她僵硬的搖搖頭,似乎不敢相信沈婉兒那麽溫柔善良的人,居然會說出這麽殘忍的話。

“婉兒,平安是我的兒子,是我唯一的兒子!”

“我知道,可你現在找不到他了!”

沈婉兒快步過去,用力搖晃著謝知雪的肩膀,“知雪,你可別犯傻!這是你唯一一個離開太子府的機會,難道你要因為平安放棄嗎?”

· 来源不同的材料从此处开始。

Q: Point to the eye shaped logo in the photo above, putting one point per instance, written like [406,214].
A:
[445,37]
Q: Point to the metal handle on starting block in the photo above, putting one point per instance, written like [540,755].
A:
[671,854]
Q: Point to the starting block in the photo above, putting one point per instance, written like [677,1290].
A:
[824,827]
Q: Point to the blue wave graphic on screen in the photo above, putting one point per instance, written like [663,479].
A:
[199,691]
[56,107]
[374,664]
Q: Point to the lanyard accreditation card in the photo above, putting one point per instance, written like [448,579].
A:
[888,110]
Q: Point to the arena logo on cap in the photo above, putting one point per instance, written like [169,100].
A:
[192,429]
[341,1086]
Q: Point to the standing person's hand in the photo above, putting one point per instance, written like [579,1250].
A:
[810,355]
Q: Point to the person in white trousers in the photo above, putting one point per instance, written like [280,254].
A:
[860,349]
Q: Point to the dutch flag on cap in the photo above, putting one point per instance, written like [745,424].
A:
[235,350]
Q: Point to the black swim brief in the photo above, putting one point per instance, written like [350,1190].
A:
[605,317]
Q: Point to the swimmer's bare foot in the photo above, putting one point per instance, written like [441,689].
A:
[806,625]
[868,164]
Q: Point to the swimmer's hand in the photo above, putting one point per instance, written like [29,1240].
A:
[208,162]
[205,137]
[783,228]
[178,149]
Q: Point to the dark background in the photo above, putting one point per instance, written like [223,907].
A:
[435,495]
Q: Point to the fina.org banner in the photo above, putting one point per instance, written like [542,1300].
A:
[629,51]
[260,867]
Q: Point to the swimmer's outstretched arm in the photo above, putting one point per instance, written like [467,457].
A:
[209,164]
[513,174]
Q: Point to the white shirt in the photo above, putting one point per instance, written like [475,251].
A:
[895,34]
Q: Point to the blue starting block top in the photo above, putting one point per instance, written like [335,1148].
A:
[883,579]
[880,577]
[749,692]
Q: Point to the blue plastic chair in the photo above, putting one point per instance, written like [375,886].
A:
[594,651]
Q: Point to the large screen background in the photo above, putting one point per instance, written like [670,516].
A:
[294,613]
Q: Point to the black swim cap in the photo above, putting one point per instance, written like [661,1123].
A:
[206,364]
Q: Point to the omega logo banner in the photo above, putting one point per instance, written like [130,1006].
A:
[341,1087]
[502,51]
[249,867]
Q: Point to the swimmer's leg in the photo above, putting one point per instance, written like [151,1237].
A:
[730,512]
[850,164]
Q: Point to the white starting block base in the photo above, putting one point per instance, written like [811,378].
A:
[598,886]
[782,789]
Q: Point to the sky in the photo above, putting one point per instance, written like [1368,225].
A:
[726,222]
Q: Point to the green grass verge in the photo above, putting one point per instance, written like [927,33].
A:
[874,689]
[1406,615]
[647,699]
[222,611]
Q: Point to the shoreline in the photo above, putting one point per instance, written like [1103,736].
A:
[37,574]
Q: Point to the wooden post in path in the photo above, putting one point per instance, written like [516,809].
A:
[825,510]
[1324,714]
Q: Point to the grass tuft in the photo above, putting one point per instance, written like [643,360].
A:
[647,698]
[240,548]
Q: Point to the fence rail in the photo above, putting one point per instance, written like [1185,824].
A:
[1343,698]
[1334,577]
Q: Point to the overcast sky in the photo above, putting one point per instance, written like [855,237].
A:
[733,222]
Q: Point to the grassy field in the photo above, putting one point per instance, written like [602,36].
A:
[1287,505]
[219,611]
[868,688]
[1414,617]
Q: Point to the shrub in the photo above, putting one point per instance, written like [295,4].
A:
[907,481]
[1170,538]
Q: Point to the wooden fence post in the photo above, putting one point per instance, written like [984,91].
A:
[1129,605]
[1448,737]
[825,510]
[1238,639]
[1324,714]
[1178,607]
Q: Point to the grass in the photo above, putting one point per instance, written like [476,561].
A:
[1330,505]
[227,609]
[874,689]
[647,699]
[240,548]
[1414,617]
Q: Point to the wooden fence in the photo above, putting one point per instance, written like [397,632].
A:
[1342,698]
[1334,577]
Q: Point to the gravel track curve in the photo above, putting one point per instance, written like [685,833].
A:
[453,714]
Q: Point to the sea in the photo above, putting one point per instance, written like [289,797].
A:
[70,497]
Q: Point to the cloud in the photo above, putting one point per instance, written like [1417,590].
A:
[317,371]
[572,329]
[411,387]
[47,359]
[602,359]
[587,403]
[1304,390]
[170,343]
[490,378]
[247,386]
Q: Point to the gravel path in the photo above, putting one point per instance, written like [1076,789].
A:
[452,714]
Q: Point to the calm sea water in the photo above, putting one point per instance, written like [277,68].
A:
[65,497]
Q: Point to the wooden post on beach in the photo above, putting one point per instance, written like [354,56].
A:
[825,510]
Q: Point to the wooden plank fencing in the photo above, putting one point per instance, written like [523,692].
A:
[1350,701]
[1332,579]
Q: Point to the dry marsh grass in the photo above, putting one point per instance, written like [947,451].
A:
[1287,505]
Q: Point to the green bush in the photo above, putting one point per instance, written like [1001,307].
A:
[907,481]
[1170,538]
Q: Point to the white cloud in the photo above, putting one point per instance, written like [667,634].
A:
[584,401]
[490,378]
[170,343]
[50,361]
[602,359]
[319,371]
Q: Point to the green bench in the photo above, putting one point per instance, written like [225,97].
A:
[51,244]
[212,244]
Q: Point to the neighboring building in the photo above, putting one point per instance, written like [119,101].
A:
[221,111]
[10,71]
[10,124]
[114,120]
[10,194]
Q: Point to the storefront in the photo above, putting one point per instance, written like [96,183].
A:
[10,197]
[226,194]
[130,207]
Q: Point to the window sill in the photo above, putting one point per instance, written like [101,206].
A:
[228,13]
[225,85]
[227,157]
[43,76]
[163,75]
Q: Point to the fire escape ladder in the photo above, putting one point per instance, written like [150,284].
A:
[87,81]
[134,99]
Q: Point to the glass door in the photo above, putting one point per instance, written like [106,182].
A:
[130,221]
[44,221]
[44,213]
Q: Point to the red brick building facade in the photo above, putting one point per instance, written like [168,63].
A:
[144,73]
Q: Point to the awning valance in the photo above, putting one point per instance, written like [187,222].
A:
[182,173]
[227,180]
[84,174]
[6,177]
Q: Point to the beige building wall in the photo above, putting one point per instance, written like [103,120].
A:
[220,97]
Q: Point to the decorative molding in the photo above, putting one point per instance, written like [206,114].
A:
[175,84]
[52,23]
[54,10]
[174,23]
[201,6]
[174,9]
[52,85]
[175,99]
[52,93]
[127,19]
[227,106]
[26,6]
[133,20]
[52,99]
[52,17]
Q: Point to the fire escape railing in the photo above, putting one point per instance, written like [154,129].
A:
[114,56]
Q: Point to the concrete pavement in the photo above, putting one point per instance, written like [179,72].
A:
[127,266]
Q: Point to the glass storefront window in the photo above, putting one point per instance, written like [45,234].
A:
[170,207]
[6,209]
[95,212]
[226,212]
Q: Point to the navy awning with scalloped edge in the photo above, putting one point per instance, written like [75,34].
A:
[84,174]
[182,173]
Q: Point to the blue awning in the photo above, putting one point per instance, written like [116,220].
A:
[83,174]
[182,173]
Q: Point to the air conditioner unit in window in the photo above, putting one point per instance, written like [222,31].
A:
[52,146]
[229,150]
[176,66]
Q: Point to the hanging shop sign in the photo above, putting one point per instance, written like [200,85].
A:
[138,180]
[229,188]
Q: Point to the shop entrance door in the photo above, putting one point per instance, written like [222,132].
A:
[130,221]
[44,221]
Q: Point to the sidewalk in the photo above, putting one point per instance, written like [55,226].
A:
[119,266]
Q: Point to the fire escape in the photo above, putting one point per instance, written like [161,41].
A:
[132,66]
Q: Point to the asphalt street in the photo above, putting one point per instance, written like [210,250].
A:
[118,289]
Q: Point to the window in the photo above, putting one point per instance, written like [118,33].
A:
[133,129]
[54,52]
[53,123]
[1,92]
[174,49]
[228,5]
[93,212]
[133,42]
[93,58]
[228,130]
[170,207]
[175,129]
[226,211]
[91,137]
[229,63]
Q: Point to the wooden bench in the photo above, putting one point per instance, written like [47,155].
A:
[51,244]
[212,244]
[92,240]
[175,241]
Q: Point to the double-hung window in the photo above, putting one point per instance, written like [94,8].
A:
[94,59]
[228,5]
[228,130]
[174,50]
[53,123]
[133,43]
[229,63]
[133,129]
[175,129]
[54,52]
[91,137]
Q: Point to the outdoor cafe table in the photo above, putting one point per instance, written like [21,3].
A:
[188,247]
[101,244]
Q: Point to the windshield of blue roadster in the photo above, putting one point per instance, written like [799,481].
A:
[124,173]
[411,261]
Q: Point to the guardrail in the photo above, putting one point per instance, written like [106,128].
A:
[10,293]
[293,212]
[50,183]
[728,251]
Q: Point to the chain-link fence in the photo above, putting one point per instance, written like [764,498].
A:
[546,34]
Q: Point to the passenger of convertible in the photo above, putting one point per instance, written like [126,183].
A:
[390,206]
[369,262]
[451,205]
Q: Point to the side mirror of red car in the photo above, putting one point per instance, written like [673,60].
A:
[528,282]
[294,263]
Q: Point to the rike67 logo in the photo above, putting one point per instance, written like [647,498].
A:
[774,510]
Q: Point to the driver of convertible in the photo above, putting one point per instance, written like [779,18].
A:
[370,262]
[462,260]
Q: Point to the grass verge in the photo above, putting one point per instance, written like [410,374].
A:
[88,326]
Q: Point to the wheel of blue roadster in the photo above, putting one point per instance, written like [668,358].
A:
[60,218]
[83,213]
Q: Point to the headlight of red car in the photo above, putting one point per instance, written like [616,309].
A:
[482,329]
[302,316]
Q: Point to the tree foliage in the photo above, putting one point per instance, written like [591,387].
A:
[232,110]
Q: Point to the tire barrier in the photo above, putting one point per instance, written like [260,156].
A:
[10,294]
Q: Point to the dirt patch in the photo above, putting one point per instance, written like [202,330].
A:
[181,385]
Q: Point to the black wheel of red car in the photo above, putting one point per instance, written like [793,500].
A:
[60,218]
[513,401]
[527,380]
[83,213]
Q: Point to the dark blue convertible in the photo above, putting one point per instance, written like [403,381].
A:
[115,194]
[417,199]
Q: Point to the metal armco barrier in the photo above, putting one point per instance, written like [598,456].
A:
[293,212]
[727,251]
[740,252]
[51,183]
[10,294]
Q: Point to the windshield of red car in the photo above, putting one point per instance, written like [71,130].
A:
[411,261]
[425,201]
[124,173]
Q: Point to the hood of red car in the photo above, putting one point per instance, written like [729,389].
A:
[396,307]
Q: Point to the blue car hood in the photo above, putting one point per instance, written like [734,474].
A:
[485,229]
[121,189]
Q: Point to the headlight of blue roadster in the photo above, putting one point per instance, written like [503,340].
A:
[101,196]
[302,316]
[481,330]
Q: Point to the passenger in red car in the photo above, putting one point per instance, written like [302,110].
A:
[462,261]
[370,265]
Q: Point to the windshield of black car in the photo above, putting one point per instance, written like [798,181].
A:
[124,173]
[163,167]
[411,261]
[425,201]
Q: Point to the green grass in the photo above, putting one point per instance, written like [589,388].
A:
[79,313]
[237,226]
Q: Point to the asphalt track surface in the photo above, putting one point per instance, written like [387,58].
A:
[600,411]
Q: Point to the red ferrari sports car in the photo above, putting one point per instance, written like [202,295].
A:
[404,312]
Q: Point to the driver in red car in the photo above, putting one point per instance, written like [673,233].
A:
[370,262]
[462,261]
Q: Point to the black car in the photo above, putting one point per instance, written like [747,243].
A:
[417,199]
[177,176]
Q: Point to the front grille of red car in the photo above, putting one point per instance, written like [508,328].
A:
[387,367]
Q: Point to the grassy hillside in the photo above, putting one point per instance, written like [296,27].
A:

沈婉兒要氣死了,她的初衷就是想讓謝知雪離開太子府,平安隻不過是順帶的。

現在平安不見了又能怎樣?隻要謝知雪滾蛋就好了!

那個孽種本就不得宇文章喜歡,是個多餘的存在。

沒準謝知雪前腳一走,宇文章就將他掐死,一了百了。

到時謝知雪已遠走高飛,也不會知道此事,這不是兩全其美嗎?

可她現在卻為了這個孽種不願離開。

要不是為了維持所謂的姐妹情深,沈婉兒現在恨不得立刻給謝知雪兩巴掌讓她清醒點。

謝知雪喃喃搖頭,看似失神,眼神卻非常堅定。

“找不到平安我是不會離開的,他是我兒子,身為娘親豈能丟下孩子獨自苟活?我做不到!”

“夠了!”

沈婉兒冷冷一嗬,不再聽謝知雪廢話,朝暗處使了個眼色。

兩個家丁模樣的男人走過來,一左一右架起謝知雪朝外走去。

“放開我!你們放開我!”

“婉兒,你不能這樣對我!我走了平安怎麽辦?”

“他從小到大就沒離開過我,他一個人在太子府活不下去的!”

沈婉兒充耳不聞,眼神極度冷漠。

那個小孽種本來就不該活著,死了正好!

謝知雪哭的撕心裂肺,格外淒慘,令人心生不忍。

沈婉兒卻毫不動容。

“放開我!”

謝知雪奮力掙紮。

都說為母則剛,她突然爆發出前所未有的力氣掙脫兩個下人的束縛,轉頭就跑。

“抓住她!”

沈婉兒嚇了一跳,懊惱跺腳。

可那兩個家丁卻不敢向前。

因為謝知雪所去的方向,正是宇文章的院子。

即便他人不在太子府,但宇文章的住處仍有侍衛把守。

一旦有人誤闖,下場可想而知。

“賤人!我的計劃白白讓你毀了!”

沈婉兒死死咬牙,氣得要命,卻沒有一絲辦法。

今天說來也怪,平時想進太子府總得有正當理由,還得宇文章同意才行。

可今天沈婉兒大著膽子從後門進來時,她連理由都編好了,那門口的守衛卻連聽都不聽,直接就放行了。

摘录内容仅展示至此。